Manchmal muss man was ganz anderes machen: Das Team der Kulturgipfel GmbH mit Jochen Gnauert (re.) und Hilmar Körzinger (3. v. re.). Foto: cr

Manchmal muss man was ganz anderes machen: Das Team der Kulturgipfel GmbH mit Jochen Gnauert (re.) und Hilmar Körzinger (3. v. re.). Foto: cr

München – Kann man als Veranstalter mit Kultur auch Geld verdienen? Wer im Museum steht oder im Konzertsaal der Zauberflöte lauscht, macht sich darüber keine Gedanken. Wenn allerdings die öffentliche Hand ihren Kulturetat zusammenstreicht und dann das Wehklagen der betroffenen Kulturschaffenden einsetzt, erweckt das bei Otto Normalverbraucher den Eindruck: Kultur muss wohl subventioniert werden.

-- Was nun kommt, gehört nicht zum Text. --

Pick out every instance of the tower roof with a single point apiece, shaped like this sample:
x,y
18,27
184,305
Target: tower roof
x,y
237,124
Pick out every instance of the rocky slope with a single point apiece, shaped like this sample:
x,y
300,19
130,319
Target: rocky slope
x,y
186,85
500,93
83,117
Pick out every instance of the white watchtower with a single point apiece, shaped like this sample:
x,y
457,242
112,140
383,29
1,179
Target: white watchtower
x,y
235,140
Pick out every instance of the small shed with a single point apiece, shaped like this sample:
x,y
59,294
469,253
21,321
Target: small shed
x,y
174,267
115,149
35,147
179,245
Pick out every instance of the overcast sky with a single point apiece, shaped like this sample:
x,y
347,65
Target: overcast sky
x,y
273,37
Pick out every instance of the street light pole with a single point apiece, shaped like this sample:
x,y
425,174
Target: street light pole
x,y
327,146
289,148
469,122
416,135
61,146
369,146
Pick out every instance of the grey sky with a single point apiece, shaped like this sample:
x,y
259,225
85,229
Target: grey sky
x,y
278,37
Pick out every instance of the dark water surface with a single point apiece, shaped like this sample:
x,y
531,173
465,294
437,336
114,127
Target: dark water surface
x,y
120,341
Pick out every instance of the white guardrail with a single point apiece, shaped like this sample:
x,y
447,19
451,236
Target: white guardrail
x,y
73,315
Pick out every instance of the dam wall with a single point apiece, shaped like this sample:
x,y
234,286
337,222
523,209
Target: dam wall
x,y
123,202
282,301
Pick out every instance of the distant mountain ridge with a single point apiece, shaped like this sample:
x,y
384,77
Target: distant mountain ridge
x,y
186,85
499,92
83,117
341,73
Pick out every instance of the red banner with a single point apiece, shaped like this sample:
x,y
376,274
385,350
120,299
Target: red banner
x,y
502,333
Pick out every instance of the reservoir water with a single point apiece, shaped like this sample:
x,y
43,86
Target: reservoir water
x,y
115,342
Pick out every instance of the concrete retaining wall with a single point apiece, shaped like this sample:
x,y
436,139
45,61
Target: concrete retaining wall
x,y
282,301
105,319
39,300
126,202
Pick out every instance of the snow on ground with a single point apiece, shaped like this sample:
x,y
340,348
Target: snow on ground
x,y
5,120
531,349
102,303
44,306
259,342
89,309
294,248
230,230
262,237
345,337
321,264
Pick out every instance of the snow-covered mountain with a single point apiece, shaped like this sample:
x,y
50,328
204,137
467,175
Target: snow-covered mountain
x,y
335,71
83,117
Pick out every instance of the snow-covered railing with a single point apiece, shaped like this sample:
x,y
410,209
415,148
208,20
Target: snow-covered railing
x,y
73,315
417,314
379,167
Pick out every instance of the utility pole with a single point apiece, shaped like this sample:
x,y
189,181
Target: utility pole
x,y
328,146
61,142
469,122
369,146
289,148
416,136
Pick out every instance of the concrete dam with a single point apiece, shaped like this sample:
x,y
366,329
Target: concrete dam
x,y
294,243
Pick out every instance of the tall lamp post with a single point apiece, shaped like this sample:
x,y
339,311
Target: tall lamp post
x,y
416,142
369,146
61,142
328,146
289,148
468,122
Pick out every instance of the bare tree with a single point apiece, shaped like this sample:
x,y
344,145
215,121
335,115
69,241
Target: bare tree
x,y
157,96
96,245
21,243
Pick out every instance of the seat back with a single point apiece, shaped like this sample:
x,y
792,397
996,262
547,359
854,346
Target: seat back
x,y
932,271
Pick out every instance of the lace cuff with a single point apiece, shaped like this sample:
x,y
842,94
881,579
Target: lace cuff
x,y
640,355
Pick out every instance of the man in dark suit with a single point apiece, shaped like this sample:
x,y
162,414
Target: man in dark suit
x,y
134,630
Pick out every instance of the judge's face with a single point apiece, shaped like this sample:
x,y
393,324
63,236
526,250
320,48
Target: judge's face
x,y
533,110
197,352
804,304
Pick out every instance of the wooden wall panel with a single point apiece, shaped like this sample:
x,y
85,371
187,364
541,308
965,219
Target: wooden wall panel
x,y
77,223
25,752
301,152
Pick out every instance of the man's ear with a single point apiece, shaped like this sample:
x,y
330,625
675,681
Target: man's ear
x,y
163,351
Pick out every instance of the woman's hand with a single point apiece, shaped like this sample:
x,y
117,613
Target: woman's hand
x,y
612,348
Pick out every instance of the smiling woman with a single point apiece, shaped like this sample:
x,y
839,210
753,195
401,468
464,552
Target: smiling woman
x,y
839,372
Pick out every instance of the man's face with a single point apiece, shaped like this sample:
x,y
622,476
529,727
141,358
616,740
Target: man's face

„Stimmt nicht“, sagt Jochen Gnauert. Als einer der beiden Geschäftsführer des Münchner Veranstalters Kulturgipfel GmbH kann er die eingangs aufgestellte These mit „ja“ beantworten. Schließlich können er und sein Partner Hilmar Körzinger sowie das gesamte Kulturgipfel-Team mit der Organisation von überwiegend klassischen Konzerten seit fünf Jahren von ihrer Arbeit leben – und das zunehmend erfolgreicher. Hat das Unternehmen ganz klein angefangen, so realisieren die zwölf Kultur-Spezialisten inzwischen bundesweit rund 250 Veranstaltungen pro Jahr. In München sind vor allem die Nymphenburger Schlosskonzerte, die Münchner Residenzkonzerte oder die Reihe Klassik auf Schloss Schleißheim beliebt. Aber auch der Gasteig und die Seebühne im Westpark werden regelmäßig bespielt. Weitere Veranstaltungsorte reichen von Berlin über Wiesbaden und Koblenz bis nach Stuttgart.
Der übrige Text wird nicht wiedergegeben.